2. . An LLC can designate a specified number of persons to act as successor managers, as well as grant such successor managers control over the Family LLC’s business. The LLC agreement offers considerable flexibility and can be customized to accommodate the Owner’s particular business and estate planning objectives with respect to his or her own family. Such an agreement can segregate and consolidate internal voting rights within the Family LLC, ensuring that each family member is represented with respect to voting matters (without over-encumbering such management with too many participants).
3. . An Owner can gift certain interests in the business to his or her children or grandchildren, yet continue to manage the family’s entire interest. Such an ownership and management structure enables the owners to implement their estate planning objectives before December 31, 2016 with minimal disruption to the business, reduce their respective gift and estate tax liabilities (by increasing valuation discounts) provide additional asset protection and, most importantly, improve the likelihood of preserving the business for the owners and their respective families. Proposed Treasury Regulations (supported by The White House and, following the December 1 hearings, will result in final regulations by the end of the year) will increase estate taxes on the death of owners, with the snowball effect of potentially forcing your heirs to liquidate the business or sell to non-family members.

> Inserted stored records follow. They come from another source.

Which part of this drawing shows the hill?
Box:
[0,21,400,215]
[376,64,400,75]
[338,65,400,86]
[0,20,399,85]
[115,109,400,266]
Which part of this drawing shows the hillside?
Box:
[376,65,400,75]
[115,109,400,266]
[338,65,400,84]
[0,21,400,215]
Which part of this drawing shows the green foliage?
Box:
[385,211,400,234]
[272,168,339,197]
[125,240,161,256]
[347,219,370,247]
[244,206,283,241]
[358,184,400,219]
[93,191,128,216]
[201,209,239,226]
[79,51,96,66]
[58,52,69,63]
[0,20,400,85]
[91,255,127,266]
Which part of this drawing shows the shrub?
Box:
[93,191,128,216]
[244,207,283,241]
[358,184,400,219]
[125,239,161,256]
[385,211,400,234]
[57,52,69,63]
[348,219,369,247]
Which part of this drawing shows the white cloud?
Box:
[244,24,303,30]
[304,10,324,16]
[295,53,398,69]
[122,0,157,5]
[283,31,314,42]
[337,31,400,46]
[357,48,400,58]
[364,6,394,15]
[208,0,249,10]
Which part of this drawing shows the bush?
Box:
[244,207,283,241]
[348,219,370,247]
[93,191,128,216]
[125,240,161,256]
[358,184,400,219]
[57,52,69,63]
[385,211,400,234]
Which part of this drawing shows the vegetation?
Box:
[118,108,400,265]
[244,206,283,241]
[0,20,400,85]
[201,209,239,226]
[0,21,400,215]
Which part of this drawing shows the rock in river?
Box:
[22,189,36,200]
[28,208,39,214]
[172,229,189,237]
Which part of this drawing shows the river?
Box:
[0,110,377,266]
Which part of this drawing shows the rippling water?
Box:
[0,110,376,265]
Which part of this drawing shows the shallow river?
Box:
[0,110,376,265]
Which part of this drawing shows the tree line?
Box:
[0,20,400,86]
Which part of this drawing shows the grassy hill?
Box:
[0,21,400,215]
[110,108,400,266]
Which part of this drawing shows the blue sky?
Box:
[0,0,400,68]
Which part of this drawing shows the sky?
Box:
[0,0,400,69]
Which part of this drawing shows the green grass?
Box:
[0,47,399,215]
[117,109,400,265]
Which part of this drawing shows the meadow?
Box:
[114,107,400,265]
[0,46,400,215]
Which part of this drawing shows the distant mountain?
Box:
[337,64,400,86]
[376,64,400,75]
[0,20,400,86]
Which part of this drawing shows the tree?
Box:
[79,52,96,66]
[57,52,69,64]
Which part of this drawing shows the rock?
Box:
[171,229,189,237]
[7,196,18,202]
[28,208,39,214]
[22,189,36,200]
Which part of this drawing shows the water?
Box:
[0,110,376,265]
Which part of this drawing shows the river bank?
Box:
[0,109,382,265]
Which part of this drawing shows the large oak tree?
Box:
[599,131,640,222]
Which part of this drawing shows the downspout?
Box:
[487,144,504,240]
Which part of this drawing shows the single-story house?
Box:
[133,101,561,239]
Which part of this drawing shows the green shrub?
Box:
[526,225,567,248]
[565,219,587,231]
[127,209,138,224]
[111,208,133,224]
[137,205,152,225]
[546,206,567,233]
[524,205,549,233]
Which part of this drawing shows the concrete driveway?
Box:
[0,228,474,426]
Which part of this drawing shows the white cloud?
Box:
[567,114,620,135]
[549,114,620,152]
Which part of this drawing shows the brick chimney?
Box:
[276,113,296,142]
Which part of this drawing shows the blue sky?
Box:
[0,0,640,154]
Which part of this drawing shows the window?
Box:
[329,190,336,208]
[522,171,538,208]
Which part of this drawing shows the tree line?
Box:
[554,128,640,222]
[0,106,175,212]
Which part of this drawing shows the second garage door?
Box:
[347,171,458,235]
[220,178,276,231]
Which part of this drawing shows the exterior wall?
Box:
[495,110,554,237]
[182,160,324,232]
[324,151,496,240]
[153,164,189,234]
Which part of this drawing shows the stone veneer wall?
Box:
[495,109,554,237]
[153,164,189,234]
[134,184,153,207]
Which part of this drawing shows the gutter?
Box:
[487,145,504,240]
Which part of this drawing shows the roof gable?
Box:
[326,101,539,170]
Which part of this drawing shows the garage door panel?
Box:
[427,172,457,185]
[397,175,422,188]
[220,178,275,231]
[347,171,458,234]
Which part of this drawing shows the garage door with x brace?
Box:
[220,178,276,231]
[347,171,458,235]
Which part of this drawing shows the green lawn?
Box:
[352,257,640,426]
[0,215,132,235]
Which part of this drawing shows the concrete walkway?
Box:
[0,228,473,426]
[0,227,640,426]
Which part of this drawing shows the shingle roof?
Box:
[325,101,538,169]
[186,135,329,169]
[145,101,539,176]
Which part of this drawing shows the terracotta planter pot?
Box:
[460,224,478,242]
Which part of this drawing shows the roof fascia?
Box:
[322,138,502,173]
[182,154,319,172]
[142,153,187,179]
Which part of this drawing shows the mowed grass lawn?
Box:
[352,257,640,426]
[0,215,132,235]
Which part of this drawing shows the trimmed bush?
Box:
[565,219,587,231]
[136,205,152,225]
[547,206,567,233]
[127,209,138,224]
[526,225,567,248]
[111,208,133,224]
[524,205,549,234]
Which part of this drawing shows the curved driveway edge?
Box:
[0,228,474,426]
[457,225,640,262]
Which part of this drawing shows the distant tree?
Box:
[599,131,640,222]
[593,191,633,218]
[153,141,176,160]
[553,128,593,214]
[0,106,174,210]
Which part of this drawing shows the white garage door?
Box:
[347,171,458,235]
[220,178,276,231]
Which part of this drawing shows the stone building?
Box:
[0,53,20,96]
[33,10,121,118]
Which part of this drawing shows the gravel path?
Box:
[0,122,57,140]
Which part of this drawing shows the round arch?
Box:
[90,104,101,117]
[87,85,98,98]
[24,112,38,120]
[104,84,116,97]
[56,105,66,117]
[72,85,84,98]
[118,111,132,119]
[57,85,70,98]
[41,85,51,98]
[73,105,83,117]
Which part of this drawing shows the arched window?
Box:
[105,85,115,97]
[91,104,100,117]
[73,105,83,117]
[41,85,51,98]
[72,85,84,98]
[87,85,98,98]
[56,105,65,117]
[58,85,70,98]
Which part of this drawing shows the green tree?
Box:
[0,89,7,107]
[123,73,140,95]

By creating family limited liability companies to hold their respective stock or interests in a business, each owner can control his or her Family LLC, while also offering maximum flexibility from an economic, management, and tax standpoint. After this is created, each owner can transfer ownership interest in their Family LLC to family members as part of his or her overall estate plan. Serious consideration should be given for the Family LLC entering into a buy-sell agreement that restricts transfers of stock, while also permitting the business and/or Family LLC to buy-out another Family LLC upon the occurrence of certain events.